Mediante una exquisita elaboración formal, que contiene algunas tétricas escenas animadas, la película se desenvuelve como un enigmático sueño con ribetes de pesadilla. Esa riqueza visual contiene referencias a pintores y cineastas, mientras los diálogos, intencionalmente presuntuosos y pronunciados con acento español, provocan más desconcierto que aclaran la intriga. No sorprende que Terry Gilliam sea el productor ejecutivo: es su mero mole, sólo que sin el recargamiento excesivo que vuelve fatigosas algunas de sus realizaciones.
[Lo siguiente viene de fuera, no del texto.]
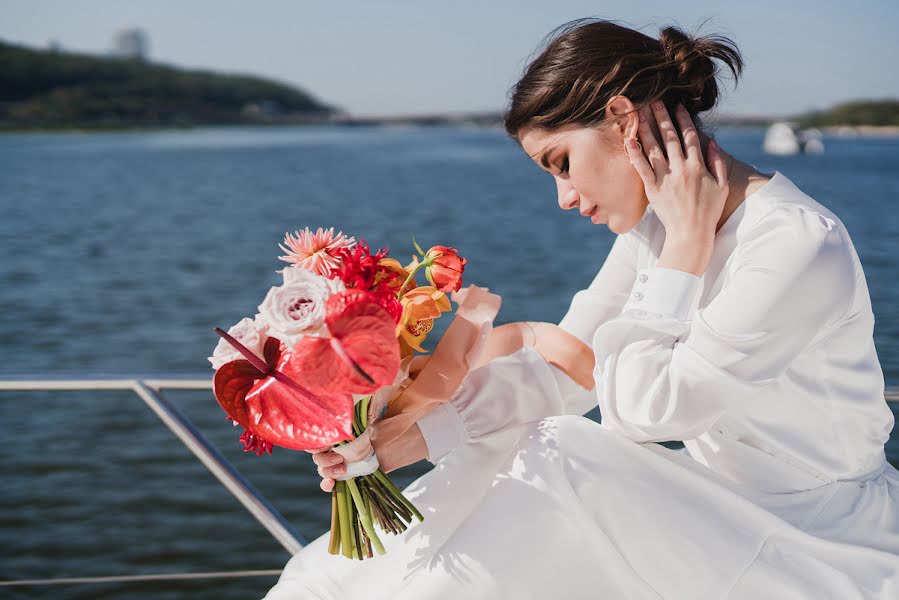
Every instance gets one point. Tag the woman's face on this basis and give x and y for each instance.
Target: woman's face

En un registro fallido de la propuesta antinaturalista está la argentina Monobloc, segundo largometraje del porteño Luis Ortega, que bajo la obvia y mal asimilada influencia de David Lynch pretende crear un mundo extraño, donde tres mujeres -madre, hija tullida y madrina- pasan el tiempo enfrascadas en discusiones banales que deben ocultar algún trasfondo existencial. El resultado no puede ser más árido y pedante. Al parecer, no soy el único con esa opinión: al final de su proyección de prensa, tantos espectadores habían abandonado la sala que estaba prácticamente vacía.
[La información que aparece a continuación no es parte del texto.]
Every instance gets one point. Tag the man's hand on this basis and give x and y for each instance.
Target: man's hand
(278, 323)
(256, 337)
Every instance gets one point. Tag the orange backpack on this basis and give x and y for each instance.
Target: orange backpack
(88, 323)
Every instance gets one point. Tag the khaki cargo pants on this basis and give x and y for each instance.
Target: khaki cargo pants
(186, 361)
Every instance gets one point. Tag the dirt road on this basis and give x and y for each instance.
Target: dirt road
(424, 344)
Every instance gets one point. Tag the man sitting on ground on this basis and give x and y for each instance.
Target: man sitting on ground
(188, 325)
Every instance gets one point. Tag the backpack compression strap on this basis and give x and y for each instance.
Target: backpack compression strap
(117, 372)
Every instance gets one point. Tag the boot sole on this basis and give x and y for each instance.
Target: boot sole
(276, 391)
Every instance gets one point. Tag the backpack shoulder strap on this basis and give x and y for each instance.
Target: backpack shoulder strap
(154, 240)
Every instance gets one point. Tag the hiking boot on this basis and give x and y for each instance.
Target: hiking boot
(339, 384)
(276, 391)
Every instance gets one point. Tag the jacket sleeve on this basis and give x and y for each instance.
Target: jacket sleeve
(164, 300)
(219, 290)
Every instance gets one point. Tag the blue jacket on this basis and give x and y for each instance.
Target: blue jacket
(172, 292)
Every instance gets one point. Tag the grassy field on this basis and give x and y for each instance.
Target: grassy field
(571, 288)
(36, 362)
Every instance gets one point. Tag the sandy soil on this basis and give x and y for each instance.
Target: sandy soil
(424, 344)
En cambio, la española 7 vírgenes nos regresa a la norma realista con otra descripción urbana de jóvenes delincuentes (andaluces en este caso). Dirigida por Alberto Rodríguez, la cinta sigue las actividades básicamente delictivas de un adolescente recién salido del reformatorio, justo a tiempo para asistir a la boda de su hermano. La conclusión inevitable es que esos personajes barriobajeros no tienen mucho futuro. Rodríguez hace aceptable la enésima repetición de los mismos temas, porque filma con agilidad y hasta elegancia a un reparto de simpática desenvoltura.
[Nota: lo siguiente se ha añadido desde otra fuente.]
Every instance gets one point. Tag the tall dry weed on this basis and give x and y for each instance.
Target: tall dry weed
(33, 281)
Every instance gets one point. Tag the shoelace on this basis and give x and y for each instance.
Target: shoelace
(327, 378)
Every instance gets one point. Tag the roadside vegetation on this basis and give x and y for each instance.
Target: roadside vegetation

La forma más exagerada de realismo es ese género, cada vez más recurrente, del falso documental. En Brothers of the Head, los otrora documentalistas Keith Fulton y Louis Pepe imaginan la trágica historia de un par de hermanos siameses, manipulados a formar un sensacionalista grupo de rock inglés a mediados de los años 70. Por supuesto, hay muchos conflictos -uno de los hermanos es provocador y agresivo, el otro tímido-, pero no dan para sostener el largometraje. A pesar de algunas buenas ocurrencias -Ken Russell es entrevistado pues, se supone, intentó filmar la biografía ficticia de los personajes- la película se agota en sus constantes escenas del grupo tocando en vivo.
Una de las tradiciones perdidas de Toronto ha sido el complejo Uptown, una rareza que aún albergaba una de esas salas gigantes que se construían antaño y resultaba muy práctica para los asistentes al festival. El pretexto para derrumbarla fue no contar con rampas para las sillas de ruedas de los discapacitados. En su lugar no se construyó una múltiplex de ocho o 10 salas, sino que el amplio espacio fue destinado para otros negocios. La transacción debió haber sido bastante más redituable.